Tokyo-based writer Liu Li-erh (劉黎兒) yesterday warned fellow Taiwanese about the perils of nuclear power by describing them as “sleeping on top of 230,000 nuclear bombs.”
Liu, who has lived in Tokyo for more than 30 years, made the remarks in a speech about nuclear power safety at an event organized by the Eball Foundation, which is headed by Democratic Progressive Party Chairman Su Tseng-chang (蘇貞昌).
Liu said that her calculation was based on the size of the atomic bomb dropped on the Japanese city of Hiroshima by the US near the end of World War II.
“A nuclear reactor produces on a daily basis radioactive materials equivalent to three to four times the amount contained in the Hiroshima atomic bomb,” she said.
“Taiwan has six operating nuclear reactors. So every day that nuclear power is generated, Taiwan produces nuclear waste materials equivalent to 20 times the atomic bomb dropped on Hiroshima,” Liu added.
In the aftermath of the massive earthquake and tsunami that struck Japan on March 11, 2011, which led to the Fukushima Dai-ichi nuclear power plant disaster, Liu has became an outspoken critic against nuclear energy and has published three books advocating that Taiwan should stop using nuclear power.
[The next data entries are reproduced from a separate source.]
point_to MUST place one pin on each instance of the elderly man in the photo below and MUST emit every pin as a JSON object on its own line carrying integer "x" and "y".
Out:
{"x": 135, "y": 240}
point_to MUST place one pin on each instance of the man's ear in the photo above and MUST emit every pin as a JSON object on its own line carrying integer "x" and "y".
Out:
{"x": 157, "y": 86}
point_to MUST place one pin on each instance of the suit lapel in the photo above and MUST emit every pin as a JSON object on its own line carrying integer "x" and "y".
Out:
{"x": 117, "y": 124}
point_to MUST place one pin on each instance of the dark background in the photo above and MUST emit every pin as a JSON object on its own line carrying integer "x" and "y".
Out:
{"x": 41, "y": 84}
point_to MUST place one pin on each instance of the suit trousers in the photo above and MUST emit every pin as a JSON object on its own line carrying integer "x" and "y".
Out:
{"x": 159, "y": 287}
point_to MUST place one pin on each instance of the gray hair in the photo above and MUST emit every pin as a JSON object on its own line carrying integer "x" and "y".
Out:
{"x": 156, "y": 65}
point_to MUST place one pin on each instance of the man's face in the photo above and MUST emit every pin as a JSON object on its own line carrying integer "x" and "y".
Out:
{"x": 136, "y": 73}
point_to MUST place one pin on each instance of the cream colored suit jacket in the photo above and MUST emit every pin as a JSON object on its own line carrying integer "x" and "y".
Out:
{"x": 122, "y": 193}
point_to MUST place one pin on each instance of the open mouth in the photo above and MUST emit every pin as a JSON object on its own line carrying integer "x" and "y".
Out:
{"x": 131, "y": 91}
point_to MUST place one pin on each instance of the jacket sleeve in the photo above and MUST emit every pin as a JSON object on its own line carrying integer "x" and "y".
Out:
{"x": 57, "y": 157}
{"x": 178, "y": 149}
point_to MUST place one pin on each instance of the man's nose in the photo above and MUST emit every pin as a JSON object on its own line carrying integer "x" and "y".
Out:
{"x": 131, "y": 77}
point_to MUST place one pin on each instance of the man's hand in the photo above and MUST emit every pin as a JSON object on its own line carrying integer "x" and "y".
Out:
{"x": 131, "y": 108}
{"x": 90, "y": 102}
Liu said that the international community has raised several warnings about the safety of the Fourth Nuclear Power Plant in New Taipei City’s (新北市) Gongliao District (貢寮) since the Fukushima disaster.
She added that more than 220,000 people took part in anti-nuclear demonstrations held across Taiwan on March 9 this year.
“This shows that people do not want Taiwan to become the next Fukushima,” she said.
“Nuclear power safety concerns all people in Taiwan. We must learn from the lessons of the Fukushima disaster,” she added. “If nuclear power is not stopped, I fear that our next generation may not have a future.”
Construction of the Fourth Nuclear Power Plant started in 1999 and the facility was scheduled to become operational in 2015. Construction is about 90 percent completed and has become the subject of an intense political struggle, because opposition groups have demanded that it be stopped and that nuclear power be abandoned.